Smile was intended to be the follow up to Pet Sounds, which was a high-water mark technically and musically for American pop in the 1960s. It was part of a famous game of musical one-upsmanship between Brian Wilson’s group and the Beatles (heading for Sgt. Pepper’s at the time). Smile was designed as a sprawling epic concept album (“a teenage symphony to God,” as Wilson put it) soaked in American culture and history, stitched together using the same technique pioneered on “Good Vibrations.” “Big fucking deal” hardly did the idea justice.
But it didn’t come off. At least, not in the 1960s. Smile as a conceptual whole disintegrated under the weight of Wilson’s growing mental problems and divisions within the band. It was ultimately shelved in May, 1967, just before Sgt. Pepper . . . was released. However, a lot of the material recorded for Smile showed up (in various guises) on subsequent Beach Boys albums. Nonetheless, the project as a whole was dead, yet took on a mystique and life of its own in the hearts and minds of fans.
Fast forward to February, 2004. Wilson has come out of his battle with drugs and mental illness. In London, he performs Smile in its entirety, with some new bits added here and there to fill in gaps in the original recording. That leads to a studio recording and, later that year, the release of SMiLE.
As one might expect when such a famous project finally sees the light of day (even if in slightly different form than originally intended), the reception was overwhelmingly positive. So much so that even though I’d never had any use for the Beach Boys in my life, I picked up a copy.
I was, to put it mildly, underwhelmed. Maybe I hyped it too much in my head. Maybe Wilson’s stuff just isn’t my thing (I go with that assessment). Maybe it paled in comparison to a milestone that was released in 1966, while Smile was still in development: Freak Out!, the first Zappa album, which I acquired around the same time. Regardless, what was reported as a groundbreaking work of staggering genius to me sounded more like an occasionally interesting, lushly recorded pop record with unfortunate tendencies to get bogged down in hokey music hall shtick. It just doesn't work for me (a result it shares in my mind with another much lauded classic - Kind of Blue).
But the more I read about Smile, SMiLE, and Wilson’s story the more I sensed that so many people were enamored of it for reasons that had little to do with music. The vibe I got from a documentary on the making of SMiLE, of which I admittedly only caught a part on cable one afternoon, was that everyone was so afraid that a negative reaction to SMiLE would have dire consequences for Wilson’s health that nobody would say a negative word about it.

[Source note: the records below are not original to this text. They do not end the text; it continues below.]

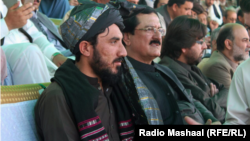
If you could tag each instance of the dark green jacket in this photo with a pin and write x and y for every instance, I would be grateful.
(200, 87)
(125, 90)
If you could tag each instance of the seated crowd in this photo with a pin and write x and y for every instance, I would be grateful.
(116, 64)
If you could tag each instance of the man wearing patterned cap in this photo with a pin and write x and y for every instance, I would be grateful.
(79, 104)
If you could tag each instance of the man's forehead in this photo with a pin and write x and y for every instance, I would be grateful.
(112, 32)
(148, 18)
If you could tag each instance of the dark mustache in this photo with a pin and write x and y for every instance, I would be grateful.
(118, 60)
(155, 41)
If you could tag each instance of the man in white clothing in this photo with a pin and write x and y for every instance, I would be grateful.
(238, 110)
(32, 58)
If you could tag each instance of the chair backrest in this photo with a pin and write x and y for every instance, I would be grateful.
(17, 104)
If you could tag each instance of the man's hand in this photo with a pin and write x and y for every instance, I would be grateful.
(73, 2)
(18, 17)
(190, 121)
(213, 89)
(59, 60)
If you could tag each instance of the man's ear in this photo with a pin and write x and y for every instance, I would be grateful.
(126, 38)
(85, 48)
(228, 44)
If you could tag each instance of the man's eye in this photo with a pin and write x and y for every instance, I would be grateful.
(149, 29)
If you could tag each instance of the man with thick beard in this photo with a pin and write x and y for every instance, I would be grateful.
(182, 49)
(152, 91)
(79, 104)
(232, 48)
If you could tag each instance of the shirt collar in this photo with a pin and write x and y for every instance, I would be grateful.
(141, 66)
(186, 66)
(93, 81)
(232, 64)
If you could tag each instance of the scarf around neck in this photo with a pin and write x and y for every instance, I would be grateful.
(82, 99)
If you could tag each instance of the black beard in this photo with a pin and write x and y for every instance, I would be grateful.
(105, 74)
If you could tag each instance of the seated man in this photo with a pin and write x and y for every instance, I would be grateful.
(47, 27)
(182, 49)
(197, 10)
(238, 109)
(213, 47)
(240, 17)
(153, 92)
(28, 51)
(79, 104)
(232, 48)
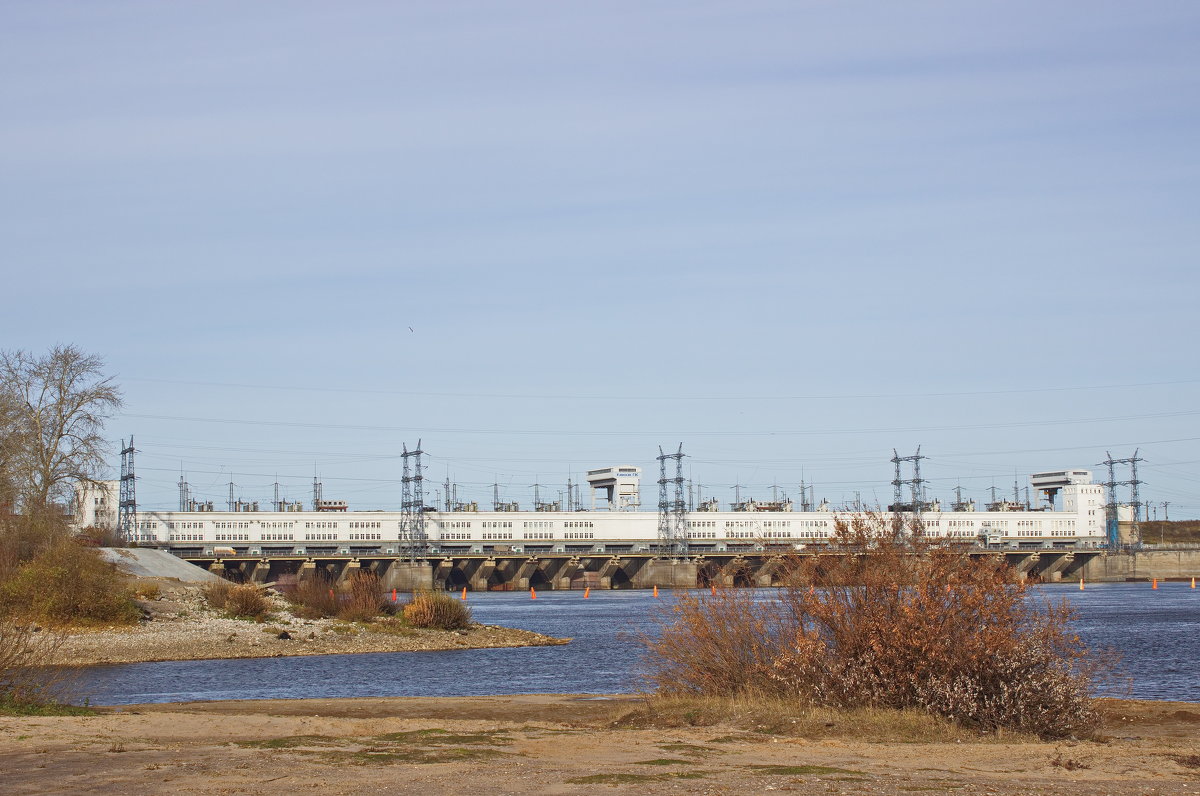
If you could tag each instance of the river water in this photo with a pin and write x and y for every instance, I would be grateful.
(1156, 632)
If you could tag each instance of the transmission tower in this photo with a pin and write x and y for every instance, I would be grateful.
(127, 503)
(318, 492)
(672, 507)
(412, 534)
(1111, 515)
(916, 484)
(185, 497)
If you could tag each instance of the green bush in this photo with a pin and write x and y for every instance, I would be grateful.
(438, 611)
(67, 584)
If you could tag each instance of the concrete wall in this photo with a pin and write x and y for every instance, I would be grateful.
(1144, 566)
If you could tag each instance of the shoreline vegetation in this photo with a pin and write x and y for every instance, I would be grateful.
(575, 743)
(180, 623)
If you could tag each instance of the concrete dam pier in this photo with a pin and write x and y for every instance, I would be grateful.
(517, 572)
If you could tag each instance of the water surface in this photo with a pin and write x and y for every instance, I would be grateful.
(1157, 632)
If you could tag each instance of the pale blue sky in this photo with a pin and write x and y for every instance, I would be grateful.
(791, 235)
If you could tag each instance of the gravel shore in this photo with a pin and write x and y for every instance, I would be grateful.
(179, 626)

As commenter Desdinova put it:
The more I learned about Brian as a person, as an artist, and as a studio magician, and about the dynamics within the band, the more I enjoyed these albums. It's a fascinating and tragic story, and knowing it made the music far more meaningful.But should that make a difference? Shouldn't the work, at the end of the day, stand on its own? I can't get all high and might about it, but I tend to think so. I'll admit that part of why I'm so fond of Brazil is the battle Terry Gilliam waged with Universal to get the film released in the United States, but I'd like to think that I was captivated by the movie itself before I learned about that. But who knows?
At the heart of it, it seems somehow unfair to treat something like SMiLE or Brazil more favorably because the backstory connects with you. Great art doesn't necessarily require strife in the making, after all. But in the end, given that our reaction to art is primarily emotional rather than intellectual, I suppose it's inevitable.